Setelah berkeliling melihat semua diorama di museum keluarlah saya dari museum tersebut.Karena udaranya yang panas,jadi saya membeli minum,sambil bertanya dimanakah letak monumennya.Ibu penjual minum pun menunjukkannya.Pergilah saya ke tempat yang ditunjuk.
Yang pertama kali saya temukan adalah sumur maut ini:
SUMUR MAUT
"TJITA2 PERDJUANGAN KAMI UNTUK MENEGAKKAN KEMURNIAN PANTJASILA TIDAK MUNGKIN DIPATAHKAN HANJA DENGAN MENGUBUR KAMI DALAM SUMUR INI"Lubang Buaya,1 Oktober 1965.
Tulisan tersebut tertulis diatas sumur itu.Di sumur ini,ketujuh jenderal yang diculik dan dibunuh disembunyikan dengan cara menutupnya dengan daun-daun kering,sampah,dan setelah rata dengan tanah,ditanami pohon pisang.Sumur itu diberi pinggiran untuk diduduki dan disekitarnya dibangun bangunan seperti padepokan untuk melindungi sumur itu dari air hujan.

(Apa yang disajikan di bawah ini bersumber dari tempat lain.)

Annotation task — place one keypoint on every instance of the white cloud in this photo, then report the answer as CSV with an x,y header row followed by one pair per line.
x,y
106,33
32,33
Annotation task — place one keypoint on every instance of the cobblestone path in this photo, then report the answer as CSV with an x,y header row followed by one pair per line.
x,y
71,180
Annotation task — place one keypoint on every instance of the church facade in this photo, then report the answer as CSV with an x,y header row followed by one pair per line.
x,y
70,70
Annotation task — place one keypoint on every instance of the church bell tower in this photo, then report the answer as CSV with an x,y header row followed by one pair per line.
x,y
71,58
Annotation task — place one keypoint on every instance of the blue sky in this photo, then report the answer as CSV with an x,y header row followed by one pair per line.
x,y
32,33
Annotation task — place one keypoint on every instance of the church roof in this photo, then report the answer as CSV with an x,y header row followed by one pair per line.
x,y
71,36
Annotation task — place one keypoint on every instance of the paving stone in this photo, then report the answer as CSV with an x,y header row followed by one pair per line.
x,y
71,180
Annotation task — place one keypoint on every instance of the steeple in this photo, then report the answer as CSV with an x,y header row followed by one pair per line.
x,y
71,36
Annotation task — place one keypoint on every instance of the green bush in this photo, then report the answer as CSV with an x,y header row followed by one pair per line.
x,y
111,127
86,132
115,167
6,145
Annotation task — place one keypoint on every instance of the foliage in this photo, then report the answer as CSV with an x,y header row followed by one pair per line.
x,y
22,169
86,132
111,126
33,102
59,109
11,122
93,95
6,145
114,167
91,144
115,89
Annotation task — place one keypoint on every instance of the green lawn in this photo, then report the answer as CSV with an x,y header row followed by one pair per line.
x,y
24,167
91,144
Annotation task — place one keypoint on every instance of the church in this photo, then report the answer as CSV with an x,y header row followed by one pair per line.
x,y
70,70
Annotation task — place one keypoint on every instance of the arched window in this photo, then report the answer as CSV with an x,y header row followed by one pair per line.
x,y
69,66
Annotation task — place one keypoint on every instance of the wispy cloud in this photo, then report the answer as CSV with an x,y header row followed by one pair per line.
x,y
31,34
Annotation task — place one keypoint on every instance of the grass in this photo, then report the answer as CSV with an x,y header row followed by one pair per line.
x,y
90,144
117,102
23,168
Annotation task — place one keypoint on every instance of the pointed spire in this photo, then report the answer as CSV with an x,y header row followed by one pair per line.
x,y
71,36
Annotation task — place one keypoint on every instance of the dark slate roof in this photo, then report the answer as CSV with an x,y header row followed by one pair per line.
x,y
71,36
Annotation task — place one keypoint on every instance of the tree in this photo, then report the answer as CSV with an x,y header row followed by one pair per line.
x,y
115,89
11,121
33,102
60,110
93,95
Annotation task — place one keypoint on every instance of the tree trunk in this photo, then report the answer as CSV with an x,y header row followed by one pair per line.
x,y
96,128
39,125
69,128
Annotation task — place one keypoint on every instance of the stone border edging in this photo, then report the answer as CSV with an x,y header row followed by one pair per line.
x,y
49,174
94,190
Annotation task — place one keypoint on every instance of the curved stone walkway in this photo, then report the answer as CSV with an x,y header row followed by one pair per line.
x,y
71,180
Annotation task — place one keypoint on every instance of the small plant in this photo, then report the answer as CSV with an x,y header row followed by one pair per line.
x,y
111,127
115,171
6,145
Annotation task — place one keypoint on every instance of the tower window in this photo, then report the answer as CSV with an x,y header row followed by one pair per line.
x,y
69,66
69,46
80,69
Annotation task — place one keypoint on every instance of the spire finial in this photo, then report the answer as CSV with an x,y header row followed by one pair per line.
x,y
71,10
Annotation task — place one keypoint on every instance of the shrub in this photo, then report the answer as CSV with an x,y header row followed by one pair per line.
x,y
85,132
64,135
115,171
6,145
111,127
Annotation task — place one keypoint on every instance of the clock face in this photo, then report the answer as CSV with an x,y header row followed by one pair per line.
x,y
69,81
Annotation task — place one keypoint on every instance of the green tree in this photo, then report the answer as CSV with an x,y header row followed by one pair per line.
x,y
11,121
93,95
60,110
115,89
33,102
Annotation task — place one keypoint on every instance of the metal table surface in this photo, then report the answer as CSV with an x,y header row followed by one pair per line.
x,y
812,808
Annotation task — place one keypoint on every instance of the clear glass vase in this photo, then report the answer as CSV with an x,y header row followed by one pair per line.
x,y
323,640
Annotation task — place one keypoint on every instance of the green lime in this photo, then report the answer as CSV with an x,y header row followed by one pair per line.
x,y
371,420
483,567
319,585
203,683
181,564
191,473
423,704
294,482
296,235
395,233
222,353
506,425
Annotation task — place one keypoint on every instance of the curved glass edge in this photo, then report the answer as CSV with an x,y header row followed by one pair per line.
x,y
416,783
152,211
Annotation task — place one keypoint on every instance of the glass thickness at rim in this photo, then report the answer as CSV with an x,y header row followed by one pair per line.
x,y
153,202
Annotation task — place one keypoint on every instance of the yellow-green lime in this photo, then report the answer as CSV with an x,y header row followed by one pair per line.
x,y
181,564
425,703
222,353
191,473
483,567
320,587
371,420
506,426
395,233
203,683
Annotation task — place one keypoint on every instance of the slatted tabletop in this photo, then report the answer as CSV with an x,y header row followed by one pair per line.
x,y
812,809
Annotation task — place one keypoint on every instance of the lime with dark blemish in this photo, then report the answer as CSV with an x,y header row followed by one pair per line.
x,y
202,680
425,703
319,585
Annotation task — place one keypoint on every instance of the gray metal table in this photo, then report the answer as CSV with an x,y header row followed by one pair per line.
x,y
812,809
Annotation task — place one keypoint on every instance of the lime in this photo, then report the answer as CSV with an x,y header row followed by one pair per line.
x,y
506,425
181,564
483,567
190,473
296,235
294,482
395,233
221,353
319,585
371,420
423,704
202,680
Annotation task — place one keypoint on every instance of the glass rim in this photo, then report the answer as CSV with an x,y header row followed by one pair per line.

Disamping sumur,ada rumah penyiksaan ketiga perwira tinggi dan 1 perwira pertama.Terdapat suara-suara yang berisi perkataan-perkataan kasar,paksaan,dan ancaman yang dilontarkan kepada keempat perwira tersebut.Keempat perwira itu adalah:
1.Mayjen Suprapto
2.Mayjen S.Parman
3.Brigjen Sutoyo Siswomiharjo
4.Lettu Pierre Tendean.
Suprapto,Sutoyo,dan Tendean masing-masing diikat tangannya dan didudukkan di kursi panjang.S.Parman,tidak diikat,didudukkan di kursi dengan meja karena dia disuruh menandatangani surat pernyataan Dewan Jenderal.Dia tak mau menandatanganinya.Akhirnya,ia pun disiksa.
Lalu,kami mengarah ke monumen.Ada patung tujuh jenderal dan dibelakangnya tergantung pancasila yang besar.Dibawahnya ada relief pembunuhan mereka.
Tak terasa,hari sudah sore.Kami pun pulang ke rumah.